Steven Corfe writes:
During awards season, movie studios must go the extra mile to try and swing the vote on a nominated picture. In LA, home to 75% of voting Academy members, this means a free screening often won’t cut it. So when I was invited to An Evening of Words and Music with the Artists of Notes on A Scandal, I leapt at the chance. Was it to be Judi Dench playing the clarinet? Cate Blanchett reciting beat poetry? Alas, no such thing. What it was, was author Zoe Heller and screenwriter Patrick Marber reading select scenes from the screenplay, and composer Philip Glass performing his score. Pretty cool, if not a dame in sight.
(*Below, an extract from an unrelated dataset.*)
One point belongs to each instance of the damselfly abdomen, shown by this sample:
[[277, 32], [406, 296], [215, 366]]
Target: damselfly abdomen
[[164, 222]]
Heller was funny and charming, and still expressed amazement that her little English book about “a predator and a sexual deviant” was optioned in Hollywood. An embarrassing moment occurred when she borrowed Patrick Marber’s well-thumbed copy of the novel, the one he used to adapt her story into his screenplay, and discovered a handwritten insult – a page with a big cross through it and a margin note asking “What’s the point?” Marber blushed when she called him out on it, then tried to excuse his note as an “existential question.” The crowd-pleaser was definitely Philip Glass playing the characters’ themes from his score on a grand piano, but for me the highlight came when Glass was asked to read the part of the movie’s 15-year-old schoolboy in a scene where Judi Dench breaks up a boys’ fight. Picture this: Philip Glass, sitting in front of a piano, shouting in his best schoolboy voice, “He said he gave Miss one up the arse!”